José Cueli
La feria de Sevilla
De un pueblo andaluz de labradores salió un día un joven llamado Curro Romero, cuyo toreo había de ser lo inasible. Diose a torear y toreó sin aturdirse con la técnica y el oficio. Ligó la vida con el toreo y sus inquietudes las tradujo en el redondel en un quehacer que, de tan natural y devoto, lo volvió único.
Curro Romero es un caso especial. No imitó a nadie ni tuvo preferencias hacia una escuela determinada. Toreaba como le salía del cuerpo y en algún momento, no siempre, como quería.
Curro Romero toreó en busca de la captación del espíritu, al palpitar en él un fino sentido receptivo, de receptividad estética que le dio su Sevilla natal, derivada de su profundo amor por esa tierra. En ese exceso de gravedad, ligó todo lo ingrávido, para que el espíritu no le pesara, no se palpara, no estorbara y poder expresar lo que de sus propias fuentes manaba con generosidad.
Tal fue a grandes rasgos en la opinión del que escribe la estética personal íntima del artista. Mas tal estética, al ser formulada en relación con los toros, ofrecía dificultades, al ser estos materia rebelde y presentar tenaces resistencias a la transparencia y la incorporeidad.
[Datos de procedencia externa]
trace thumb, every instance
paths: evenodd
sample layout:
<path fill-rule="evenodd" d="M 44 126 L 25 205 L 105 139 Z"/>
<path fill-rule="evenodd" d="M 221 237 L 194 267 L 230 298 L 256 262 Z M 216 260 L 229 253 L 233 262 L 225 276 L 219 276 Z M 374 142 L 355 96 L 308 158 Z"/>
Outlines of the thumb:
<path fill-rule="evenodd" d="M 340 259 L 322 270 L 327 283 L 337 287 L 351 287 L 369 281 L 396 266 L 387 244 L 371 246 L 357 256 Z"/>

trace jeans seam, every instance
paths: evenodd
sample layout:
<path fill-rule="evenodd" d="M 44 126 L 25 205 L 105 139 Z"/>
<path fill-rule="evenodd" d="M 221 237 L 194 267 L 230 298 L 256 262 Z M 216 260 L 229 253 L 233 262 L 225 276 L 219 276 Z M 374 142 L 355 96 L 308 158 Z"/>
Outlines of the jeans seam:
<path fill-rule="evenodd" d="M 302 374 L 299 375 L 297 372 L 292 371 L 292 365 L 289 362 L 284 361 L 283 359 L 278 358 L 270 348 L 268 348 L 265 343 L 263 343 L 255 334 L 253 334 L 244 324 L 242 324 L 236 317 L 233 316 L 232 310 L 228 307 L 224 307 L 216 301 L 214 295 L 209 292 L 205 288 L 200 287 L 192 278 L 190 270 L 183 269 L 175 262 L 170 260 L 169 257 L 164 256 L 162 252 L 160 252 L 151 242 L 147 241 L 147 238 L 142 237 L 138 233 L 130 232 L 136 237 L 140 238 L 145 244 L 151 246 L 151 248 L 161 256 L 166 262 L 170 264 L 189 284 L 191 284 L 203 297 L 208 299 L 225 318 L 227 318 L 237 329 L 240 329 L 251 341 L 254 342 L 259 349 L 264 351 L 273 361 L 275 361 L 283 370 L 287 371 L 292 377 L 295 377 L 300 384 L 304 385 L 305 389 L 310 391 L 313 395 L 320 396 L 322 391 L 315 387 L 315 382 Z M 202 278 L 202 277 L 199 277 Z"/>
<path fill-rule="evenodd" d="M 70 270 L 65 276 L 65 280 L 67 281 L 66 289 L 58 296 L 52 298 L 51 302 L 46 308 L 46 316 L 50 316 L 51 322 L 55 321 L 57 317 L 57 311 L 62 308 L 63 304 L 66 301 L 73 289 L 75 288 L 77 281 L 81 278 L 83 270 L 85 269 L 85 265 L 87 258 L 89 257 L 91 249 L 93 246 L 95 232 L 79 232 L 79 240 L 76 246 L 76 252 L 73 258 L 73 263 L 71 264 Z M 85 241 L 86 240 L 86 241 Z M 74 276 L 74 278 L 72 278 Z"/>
Pero cuando las vencía, el toreo se volvía sutil, se esfumaba y aparecía la pureza con el sentido hondo -profundidad vital- de su torear callado, salpicado de la inquieta, brisa del Guadalquivir, saturado de aire a romero Semana Santa.
Ese aire que correrá como el símbolo de la plaza sevillana, cuando el próximo domingo, día de resurrección, Curro ya no esté y partan plaza José Tomás y El Juli, a disputarse el "trono" de la torería actual.